Draft schedule pending legal and professional-record reviewLast updated 21 May 2026
Retention And Deletion
The draft retention schedule for account records, client records, health data, messages, files, bookings, payment metadata, AI context and logs.
Audience: Practitioners, clinics, clients and launch reviewers
Retention rules must balance client record duties, data minimisation, auditability, security, payment records and user rights.

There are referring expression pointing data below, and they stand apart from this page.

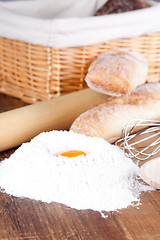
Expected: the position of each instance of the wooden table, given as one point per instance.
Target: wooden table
(25, 219)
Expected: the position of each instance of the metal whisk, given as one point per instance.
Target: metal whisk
(140, 139)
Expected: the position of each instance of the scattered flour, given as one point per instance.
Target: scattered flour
(104, 179)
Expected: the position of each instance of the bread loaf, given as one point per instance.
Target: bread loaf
(117, 72)
(107, 120)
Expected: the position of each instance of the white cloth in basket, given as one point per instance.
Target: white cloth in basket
(70, 24)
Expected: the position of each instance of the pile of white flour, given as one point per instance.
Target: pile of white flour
(104, 179)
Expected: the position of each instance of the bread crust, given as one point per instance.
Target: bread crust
(107, 120)
(117, 72)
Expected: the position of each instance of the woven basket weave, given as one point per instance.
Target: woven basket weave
(35, 73)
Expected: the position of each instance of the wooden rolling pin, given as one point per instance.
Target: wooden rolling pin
(22, 124)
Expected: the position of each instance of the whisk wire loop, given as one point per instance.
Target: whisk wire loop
(147, 145)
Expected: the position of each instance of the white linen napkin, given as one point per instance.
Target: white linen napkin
(70, 27)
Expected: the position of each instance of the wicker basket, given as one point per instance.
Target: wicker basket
(35, 73)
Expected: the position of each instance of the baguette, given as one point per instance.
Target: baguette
(107, 120)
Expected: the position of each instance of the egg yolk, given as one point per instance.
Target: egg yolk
(73, 153)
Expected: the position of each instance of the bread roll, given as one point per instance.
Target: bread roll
(107, 120)
(117, 72)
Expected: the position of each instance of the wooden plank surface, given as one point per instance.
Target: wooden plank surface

This schedule is a draft and must be approved before production launch.
Draft Schedule
| Record type | Draft retention position |
|---|---|
| Practitioner account and profile | For the account term, then as needed for legal, security, tax or dispute purposes |
| Client relationship and client record | Controller-defined period set by practitioner or clinic obligations, with export and deletion support at account closure |
| Trackers, observations, questionnaires, notes, goals and messages | Aligned to the client record retention period unless the controller requests earlier deletion or restriction where appropriate |
| Files and meal photos | Aligned to the client record retention period, with private or signed storage and deletion support |
| Bookings and sessions | Retained as part of the client record and practitioner scheduling history, subject to controller policy |
| Stripe payment metadata | Retained as needed for accounting, chargeback, dispute, fraud and legal obligations; raw card data is not stored in NutriScope |
| AI prompts and generated drafts | Retained only where needed for product workflow, auditability or reviewed note history; minimise source context and define deletion rules before launch |
| Transactional email events | Retained as needed for delivery, suppression, audit and troubleshooting |
| Security and audit logs | Retained for a security-appropriate period, then deleted or aggregated where possible |
| Backups | Deleted or overwritten according to provider backup cycles and disaster-recovery needs |
Deletion And Export
NutriScope should provide practical export and deletion support for practitioner or clinic controllers and for NutriScope-controller account data. Deletion may be limited by legal obligations, security logs, payment records, disputes, backup windows or another valid basis.
Open Decisions
- Exact retention periods by customer type and record type.
- How practitioner professional-record duties are reflected in customer controls.
- Backup deletion windows and support-process evidence retention.
- Whether AI prompt and draft retention differs when AI output is converted into a practitioner note.